NOAA’s new Atlas 15 precipitation-frequency estimates will soon replace recently introduced Atlas 14 estimates – even before the Atlas 14 estimates have been fully adopted and integrated into local regulations.
About Precipitation-Frequency Estimates
Engineers use precipitation-frequency estimates to design, plan and manage infrastructure under Federal, State and local regulations. For instance, to ensure homes are built X feet above the 100-year floodplain, engineers must “know” how much rain will fall in a 100-year storm. Predicting that is one of NOAA’s jobs.
However, haphazard adoption of the new estimates has created a patchwork quilt of regulations across Texas and the U.S. One of the dirty, little secrets in the flood mitigation business is that many jurisdictions fail to adopt the new estimates and update their regulations accordingly. It’s costly, time-consuming, and raises the bar for developers.
So, many jurisdictions continue to use lower estimates to help attract development.
But designing infrastructure around artificially low rainfall estimates can lead to insufficient mitigation that increases flood risk for everyone.
Some Estimates Now in Effect Go Back 60 Years
In 2018, NOAA introduced Atlas 14 precipitation-frequency estimates for Texas. They replaced earlier estimates published by NOAA as early as the 1960s. Some parts of the Houston region still use those earlier estimates today.
Atlas 14 estimates superseded those published in:
- Weather Bureau Technical Paper No. 40, Rainfall Frequency Atlas of the United States for Durations from 30 Minutes to 24 Hours and Return Periods from 1 to 100 Years (Hershfield, 1961)
- Weather Bureau Technical Paper No. 49, Two- to Ten-Day Precipitation for Return Periods of 2 to 100 Years in the Contiguous United States (Miller, 1964).
Newest Estimates Will Incorporate Climate Change
Compared to those, Atlas 14 estimates are more accurate. They incorporate data from newer technologies and more data collected over longer periods. Atlas 14 totals increased 30-40% for the Lake Houston Area.
The Atlas 15 estimates are just getting underway and have not yet been developed. NOAA expects to release them in 2027.
NOAA claims its Atlas-15 update will improve precipitation-frequency estimates by leveraging non-stationary climate estimates. Previous estimates, such as Atlas 14, have assumed a stationary climate.
In statistics, “non-stationary” means the underlying environment changes, say due to some strong trend or seasonality. Many people believe climate is changing and hence the desire to build that into the new precipitation-frequency estimates.
National Funding, New Updates Every 10 Years
Historically, NOAA precipitation-frequency estimates have been funded by states and other users, on a cost-reimbursable basis. However, that is changing.

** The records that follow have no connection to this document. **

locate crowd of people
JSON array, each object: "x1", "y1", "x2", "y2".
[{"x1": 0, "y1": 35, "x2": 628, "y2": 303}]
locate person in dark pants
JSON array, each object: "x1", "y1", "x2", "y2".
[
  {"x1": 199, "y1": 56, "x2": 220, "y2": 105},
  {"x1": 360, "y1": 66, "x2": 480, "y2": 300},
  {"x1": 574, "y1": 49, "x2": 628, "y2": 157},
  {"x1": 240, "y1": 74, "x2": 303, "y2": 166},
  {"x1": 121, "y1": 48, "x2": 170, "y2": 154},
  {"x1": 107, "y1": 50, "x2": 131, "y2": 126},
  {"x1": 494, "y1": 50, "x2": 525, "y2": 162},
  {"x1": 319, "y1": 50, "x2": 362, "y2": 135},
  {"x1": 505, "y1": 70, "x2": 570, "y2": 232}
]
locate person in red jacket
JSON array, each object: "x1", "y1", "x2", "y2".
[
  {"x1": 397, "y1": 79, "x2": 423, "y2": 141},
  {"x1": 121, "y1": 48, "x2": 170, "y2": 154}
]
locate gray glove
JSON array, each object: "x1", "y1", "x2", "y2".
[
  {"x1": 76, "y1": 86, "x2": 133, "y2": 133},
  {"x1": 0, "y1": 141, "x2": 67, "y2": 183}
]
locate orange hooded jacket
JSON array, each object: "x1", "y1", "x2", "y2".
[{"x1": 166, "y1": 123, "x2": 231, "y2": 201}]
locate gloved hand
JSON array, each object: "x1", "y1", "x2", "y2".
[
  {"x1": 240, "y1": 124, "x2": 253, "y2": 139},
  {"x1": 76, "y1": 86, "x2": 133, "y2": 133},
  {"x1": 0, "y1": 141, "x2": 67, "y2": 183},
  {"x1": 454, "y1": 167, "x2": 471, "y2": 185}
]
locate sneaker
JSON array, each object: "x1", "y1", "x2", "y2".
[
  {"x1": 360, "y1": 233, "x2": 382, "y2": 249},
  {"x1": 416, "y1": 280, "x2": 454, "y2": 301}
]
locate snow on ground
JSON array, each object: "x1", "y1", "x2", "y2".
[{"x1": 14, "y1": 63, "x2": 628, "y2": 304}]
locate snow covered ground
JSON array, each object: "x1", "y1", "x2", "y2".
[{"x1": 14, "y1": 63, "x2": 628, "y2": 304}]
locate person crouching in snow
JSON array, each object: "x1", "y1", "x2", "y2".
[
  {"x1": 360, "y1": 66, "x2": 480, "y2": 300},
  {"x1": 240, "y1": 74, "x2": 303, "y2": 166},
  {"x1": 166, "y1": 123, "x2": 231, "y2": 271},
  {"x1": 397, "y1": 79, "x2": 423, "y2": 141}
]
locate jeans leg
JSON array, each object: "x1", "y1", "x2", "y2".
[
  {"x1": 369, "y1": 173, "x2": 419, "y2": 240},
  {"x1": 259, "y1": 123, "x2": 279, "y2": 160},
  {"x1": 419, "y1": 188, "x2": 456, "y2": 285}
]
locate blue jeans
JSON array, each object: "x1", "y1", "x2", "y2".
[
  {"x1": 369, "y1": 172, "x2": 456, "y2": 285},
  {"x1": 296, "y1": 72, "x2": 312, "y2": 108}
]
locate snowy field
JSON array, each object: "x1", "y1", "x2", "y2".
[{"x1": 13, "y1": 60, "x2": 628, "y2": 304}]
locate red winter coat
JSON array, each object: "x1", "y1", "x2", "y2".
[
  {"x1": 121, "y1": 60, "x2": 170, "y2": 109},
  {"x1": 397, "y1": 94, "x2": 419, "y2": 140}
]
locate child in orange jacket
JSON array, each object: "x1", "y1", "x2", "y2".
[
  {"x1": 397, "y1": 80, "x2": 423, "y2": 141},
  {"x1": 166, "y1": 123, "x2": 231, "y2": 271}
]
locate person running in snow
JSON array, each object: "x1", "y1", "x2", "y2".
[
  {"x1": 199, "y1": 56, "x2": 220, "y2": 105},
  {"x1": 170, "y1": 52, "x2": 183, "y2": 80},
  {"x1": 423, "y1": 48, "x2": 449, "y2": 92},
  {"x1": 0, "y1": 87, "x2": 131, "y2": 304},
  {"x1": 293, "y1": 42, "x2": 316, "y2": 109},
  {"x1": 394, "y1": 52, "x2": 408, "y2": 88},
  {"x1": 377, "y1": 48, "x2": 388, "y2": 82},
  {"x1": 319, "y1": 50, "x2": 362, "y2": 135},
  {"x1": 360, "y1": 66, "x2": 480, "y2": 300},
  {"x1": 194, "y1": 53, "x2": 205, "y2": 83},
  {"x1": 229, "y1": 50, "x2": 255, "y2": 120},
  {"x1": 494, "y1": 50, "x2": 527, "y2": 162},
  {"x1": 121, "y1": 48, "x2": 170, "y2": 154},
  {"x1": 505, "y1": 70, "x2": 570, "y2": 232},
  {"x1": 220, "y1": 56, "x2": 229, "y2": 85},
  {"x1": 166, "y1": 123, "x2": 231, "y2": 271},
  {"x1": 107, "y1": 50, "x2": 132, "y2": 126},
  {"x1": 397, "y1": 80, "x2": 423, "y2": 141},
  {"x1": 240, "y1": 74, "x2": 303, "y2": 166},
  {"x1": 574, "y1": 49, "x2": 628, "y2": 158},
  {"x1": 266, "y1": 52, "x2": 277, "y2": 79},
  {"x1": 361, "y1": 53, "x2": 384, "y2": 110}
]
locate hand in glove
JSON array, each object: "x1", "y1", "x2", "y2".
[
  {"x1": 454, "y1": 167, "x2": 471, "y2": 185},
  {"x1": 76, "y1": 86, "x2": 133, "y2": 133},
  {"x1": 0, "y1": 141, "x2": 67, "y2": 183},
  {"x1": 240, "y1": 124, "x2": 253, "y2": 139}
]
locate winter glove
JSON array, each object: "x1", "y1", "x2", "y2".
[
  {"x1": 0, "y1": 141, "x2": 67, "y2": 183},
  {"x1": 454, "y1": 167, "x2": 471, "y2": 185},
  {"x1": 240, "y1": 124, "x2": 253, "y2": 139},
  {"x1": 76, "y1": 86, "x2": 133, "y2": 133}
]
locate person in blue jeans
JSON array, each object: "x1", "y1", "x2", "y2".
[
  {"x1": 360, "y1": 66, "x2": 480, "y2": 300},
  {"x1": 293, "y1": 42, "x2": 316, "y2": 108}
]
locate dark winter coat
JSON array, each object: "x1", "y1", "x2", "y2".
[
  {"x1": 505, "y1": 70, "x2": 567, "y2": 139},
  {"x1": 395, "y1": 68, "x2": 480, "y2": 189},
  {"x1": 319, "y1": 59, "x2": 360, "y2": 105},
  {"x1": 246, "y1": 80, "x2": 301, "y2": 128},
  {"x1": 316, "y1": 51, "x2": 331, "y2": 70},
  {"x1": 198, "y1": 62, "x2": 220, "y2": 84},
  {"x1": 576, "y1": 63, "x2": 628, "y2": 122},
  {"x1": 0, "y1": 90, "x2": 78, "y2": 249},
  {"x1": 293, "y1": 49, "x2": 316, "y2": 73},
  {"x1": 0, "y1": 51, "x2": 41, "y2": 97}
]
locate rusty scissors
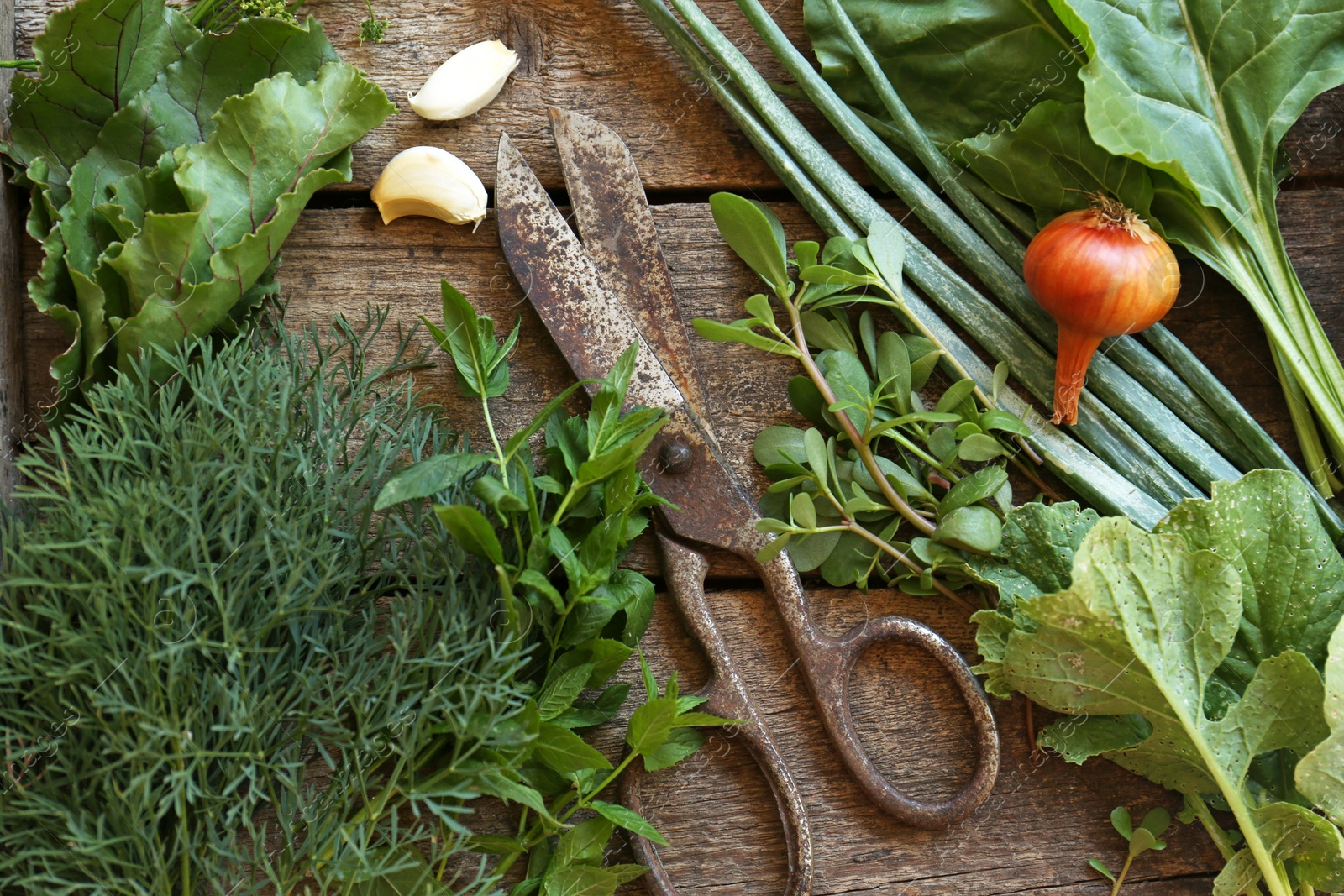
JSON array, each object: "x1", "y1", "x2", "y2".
[{"x1": 496, "y1": 107, "x2": 999, "y2": 896}]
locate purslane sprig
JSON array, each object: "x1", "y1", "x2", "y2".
[{"x1": 695, "y1": 193, "x2": 1046, "y2": 602}]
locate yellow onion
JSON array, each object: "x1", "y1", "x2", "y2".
[{"x1": 1023, "y1": 196, "x2": 1180, "y2": 423}]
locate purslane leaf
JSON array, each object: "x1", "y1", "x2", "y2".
[{"x1": 696, "y1": 193, "x2": 789, "y2": 291}]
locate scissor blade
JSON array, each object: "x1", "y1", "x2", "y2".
[
  {"x1": 495, "y1": 128, "x2": 683, "y2": 410},
  {"x1": 495, "y1": 134, "x2": 762, "y2": 558},
  {"x1": 549, "y1": 106, "x2": 707, "y2": 423}
]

Moving forward, the Federal government will fund precipitation-frequency updates. Under the Floods Act, signed into law in December 2022, NOAA will update precipitation-frequency estimates every 10 years.
- Updating standards
- Incorporating climate change
- For the entire country.
Voluntary, Local Participation
But there’s a dirty little secret that not many people know about. Nothing forces individual cities, counties or states to adopt the estimates and work them into their regulations.
That’s a big job. And an expensive one. So, not all jurisdictions do it. Many areas surrounding Houston still plan infrastructure using data developed 60 years ago.
If you plan on less rain, channels can be narrower and stormwater-detention basins smaller. But residents are not protected as much as they should be.
Posted by Bob Rehak on 9/5/2023 based on information from NOAA.